The scenes at this bar are the ones that this movie is most well-known for. This is where Flannagan and Cogburn flip bottles and glasses, throw things to each other, and put on a show every night while making drinks. The first night is chaotic, with Flannagan stumbling to catch his breath, and at one point he even calls a waitress a bitch. At another, when a customer asks him for a certain drink, Flannagan asks the man hoe to make it. Luckily things get better after that. Flannagan gets the hang of working in this fast-paced environment, and people start coming there just to watch him snd Cogburn in action.
It isn’t long before the two of them are so good that they have a routine together. From there, they both get recruited to come work at a high end night club, where the bar is like the center stage. Flannagan starts dating a patron there, (Gina Gershon), and standing on the bar reading poems to the crowd. Cogburn bets him that what he’s got going with Gershon won’t last.
It turns out that Cogbutn is right, stealing the girl away from Flannagan himself. This leads to a fight and firing of the boys and it also ends the first half of the movie. The second half starts up in Jamaica where Flannagan has been working for some time, setup at a bar. Clearly a good amount if time has passed. Cogburn shows up, and he also has gone through some changes since the two of them last met. Cogbutn is now married to a hot and wealthy blonde. Flannagan starts seeing a girl named Jordan (Elizabeth Shue) who is on vacation down there.
That’s when Cogburn makes him another bet. As if Flannagan learned nothing from the Gina Gershon situation in Nrw York, Flannagan accepts. The bet by Cogburn is see if Flannagan can land an older woman of money. Flannagan partakes, and once again it ends up costing him. Jordan sees Flannagan pursuing the woman, and hightails it back to New York.
Flannagan is okay with how things worked out, at least at first. This older woman he’s with seems like someone who will help get him connected in the business world. He moves back to New York with her and is all ready to go in and meet with her friends to talk about his ideas. Only she has other plans, and Flannagan quickly realized that he is merely a play thing. He feels like he’s being used like a dog, and this is made painfully obvious at an art gallery party when she never even introduces him to her friends.

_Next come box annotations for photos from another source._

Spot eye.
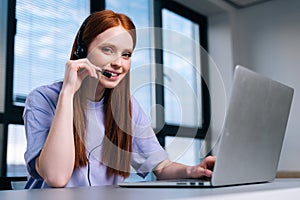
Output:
[122,52,132,59]
[101,47,114,55]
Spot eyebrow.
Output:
[99,42,133,53]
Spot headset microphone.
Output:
[73,16,112,78]
[97,70,112,78]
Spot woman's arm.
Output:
[154,156,216,179]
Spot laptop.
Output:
[119,65,294,187]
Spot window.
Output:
[13,0,90,105]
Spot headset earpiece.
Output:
[74,44,87,59]
[73,17,89,59]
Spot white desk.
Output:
[0,179,300,200]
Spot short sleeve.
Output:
[23,82,59,179]
[132,98,168,177]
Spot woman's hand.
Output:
[153,156,216,179]
[187,156,216,178]
[62,58,99,94]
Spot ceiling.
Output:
[173,0,271,16]
[223,0,270,8]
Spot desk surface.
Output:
[0,179,300,200]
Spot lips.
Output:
[105,70,121,77]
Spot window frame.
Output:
[154,0,210,146]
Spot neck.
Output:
[83,78,105,101]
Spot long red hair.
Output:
[71,10,136,178]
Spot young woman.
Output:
[23,10,215,188]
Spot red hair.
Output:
[71,10,136,178]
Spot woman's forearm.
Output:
[36,90,75,187]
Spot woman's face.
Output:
[87,25,133,88]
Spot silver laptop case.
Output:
[212,66,293,186]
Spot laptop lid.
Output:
[119,65,294,187]
[212,66,293,186]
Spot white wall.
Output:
[234,0,300,171]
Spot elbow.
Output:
[44,174,70,188]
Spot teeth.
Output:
[110,72,118,76]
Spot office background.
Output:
[0,0,300,182]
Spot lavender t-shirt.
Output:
[23,82,167,189]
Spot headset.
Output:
[73,16,90,59]
[73,15,112,78]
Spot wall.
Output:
[235,0,300,171]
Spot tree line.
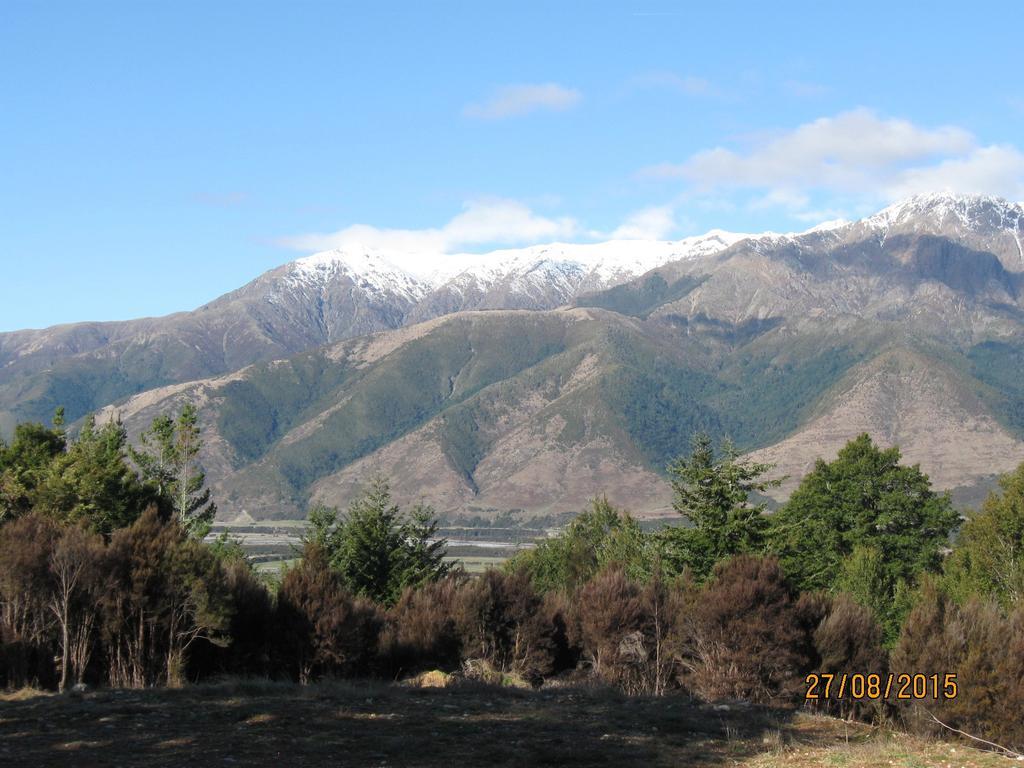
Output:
[0,407,1024,748]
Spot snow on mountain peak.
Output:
[288,245,432,301]
[865,191,1024,229]
[274,193,1024,309]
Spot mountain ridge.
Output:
[6,195,1024,518]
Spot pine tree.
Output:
[769,434,959,600]
[305,476,450,605]
[131,403,217,539]
[665,433,781,581]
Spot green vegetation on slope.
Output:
[967,341,1024,437]
[575,272,703,318]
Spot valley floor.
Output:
[0,681,1008,768]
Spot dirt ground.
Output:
[0,681,1011,768]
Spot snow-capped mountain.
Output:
[0,194,1024,432]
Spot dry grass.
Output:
[0,680,1007,768]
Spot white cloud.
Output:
[276,200,579,253]
[889,144,1024,200]
[462,83,583,120]
[645,109,1024,216]
[598,206,678,240]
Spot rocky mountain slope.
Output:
[16,195,1024,518]
[0,231,742,435]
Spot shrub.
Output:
[681,555,812,702]
[891,584,1024,750]
[813,594,886,719]
[456,570,557,683]
[275,544,382,683]
[381,575,463,676]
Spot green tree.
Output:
[663,433,781,582]
[131,403,217,539]
[35,415,153,537]
[506,497,657,593]
[769,434,959,602]
[0,409,68,524]
[305,476,450,605]
[944,464,1024,611]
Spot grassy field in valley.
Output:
[0,681,1009,768]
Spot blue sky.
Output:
[0,0,1024,330]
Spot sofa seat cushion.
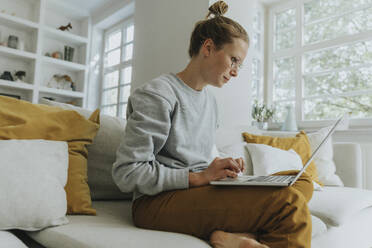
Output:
[27,201,327,248]
[311,215,327,238]
[27,201,210,248]
[0,231,27,248]
[309,186,372,226]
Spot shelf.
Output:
[0,13,39,31]
[0,46,36,60]
[43,26,88,45]
[43,56,86,71]
[40,87,84,98]
[0,79,34,90]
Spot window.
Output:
[101,20,134,118]
[251,8,264,102]
[269,0,372,124]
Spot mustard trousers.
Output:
[132,172,313,248]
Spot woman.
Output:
[113,1,312,248]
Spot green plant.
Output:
[252,100,275,122]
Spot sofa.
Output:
[0,100,372,248]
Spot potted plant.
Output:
[252,100,275,130]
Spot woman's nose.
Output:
[230,68,238,77]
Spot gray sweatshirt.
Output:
[112,74,217,200]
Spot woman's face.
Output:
[203,38,248,88]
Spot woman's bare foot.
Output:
[210,231,269,248]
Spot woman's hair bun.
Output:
[207,1,229,18]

There are some nice surprises left for the final portions of the film. Mainly one involving Cogburn. The movie does start to feel a little cliched with the story between Flannagan and Jordan, which unfolds further in the final act. We’ve seen the story of characters from different worlds before, and this one brings in Jordan’s upper-class father, as if it wants to be a take on Romeo and Juliet. The result ends up being the weakest portion of the film (well, other than that bus chasing opening scene.) Still, the movie works in so many other ways that it is easily forgiveable. What’s great about this film as how there are three or four acts and each of them feels incredibly different. It’s like watching four different movies. There’s Flannagan as a bartender making it big with Cogburn. Then there’s Flannagan in Jamaica dealing with the conflict between Cogburn’s bet and Jordan, the woman he really likes. After that it’s Flannagan and the wealthly woman who is using him. And then finally, it’s Jordan and the class issues involving her father trying to buy Flannagan off. There’s a lot here, and the effort is so tremendous that even when some of it doesn’t work, the rest of it is more than enough to keep us interested.